La pièce historique Ranavalona III et le général Gallieni, créée par Victor Solo en 1963 et présentée au public tananarivien en 1965, comporte quatre actes. Yvette Sylla la présente brièvement aux lecteurs de la revue d'études historiques Omaly sy Anio (N°1-2, 1975). Le troisième acte s'ouvre sur Andriamifidy, fils de Rabefarihy, chef Menalamba, et de Rafara. Depuis l'envoi en exil de son père, il est encouragé par le pasteur Lauga à poursuivre ses études en France ((lire les deux premiers actes dans la note précédente). De retour à Madagascar, il devient le secrétaire particulier du général Joseph Gallieni. Il profite de sa situation pour espionner les actions de l'armée française afin de renseigner les Menalamba.
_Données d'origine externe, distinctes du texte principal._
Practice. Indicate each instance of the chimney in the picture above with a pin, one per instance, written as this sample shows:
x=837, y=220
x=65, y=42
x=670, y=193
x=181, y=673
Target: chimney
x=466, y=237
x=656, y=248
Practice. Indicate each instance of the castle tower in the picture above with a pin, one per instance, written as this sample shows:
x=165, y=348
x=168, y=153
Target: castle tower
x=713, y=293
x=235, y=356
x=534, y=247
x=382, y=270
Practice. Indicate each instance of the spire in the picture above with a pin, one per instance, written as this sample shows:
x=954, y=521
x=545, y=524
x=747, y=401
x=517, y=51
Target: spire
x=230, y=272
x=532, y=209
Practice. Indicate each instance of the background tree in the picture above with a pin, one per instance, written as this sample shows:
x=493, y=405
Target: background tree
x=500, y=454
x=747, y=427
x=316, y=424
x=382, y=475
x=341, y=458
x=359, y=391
Son confident est le vieux Rainivao (ou Dadavao), un jardinier à qui il ne cache pas ses activités. C'est alors qu'entre sur scène le pasteur Lauga, porteur d'une demande de grâce en faveur de Rainandria-mampandry et de Ratsimamanga, destiné au général Gallieni. D'avance, ils savent que c'est une action vaine. Le pasteur Lauga profite aussi de cette occasion pour mettre en garde Andriamifidy car " Ramahatra et Rasandy l'ont dénoncé ". Andriamifidy, conscient du sort qui l'attend, refuse d'implorer le pardon du général malgré les supplications de sa mère... Enfin, apparaissent sur scène le général Gallieni et son adjoint, le commandant Gérard. Gallieni est furieux contre le résident général Hippolyte Laroche, résident général à l'époque du " protectorat réel " son prédécesseur. Rasanjy et Ramahatra à qui il a donné rendez-vous, sont, en outre, absents. Lorsque les deux " printsy " arrivent, ils se font un devoir de dénoncer Andriamifidy, accusé de collaboration avec les Menalamba. Ce dernier se livre, il est torturé et perd connaissance.
Fin du troisième acte. Le quatrième acte se déroule au Palais de Ranavalona III. La reine discute avec Ratsimihaba, son confident, de la condamnation de Rainandriamampandry, son ministre de l'Intérieur, et de son oncle Ratsima-manga. Elle exprime son chagrin et maudit les traitres qui les ont vendus. L'envoyé de Gallieni, le commandant Gérard, se fait annoncer et demande une audience pour le Général. C'est alors que Rasanjy et Ramahatra font irruption, suivis de Gallieni. Ce dernier manie l'ironie à l'égard de la reine et fait lire par le commandant Gérard, la loi d'annexion qui stipule " que, désormais, tous les drapeaux malgaches seront remplacés par les drapeaux français et que l'esclavage sera aboli ". La reine, effondrée, accuse Gallieni d'avoir monté une sombre machination à l'insu de son gouvernement.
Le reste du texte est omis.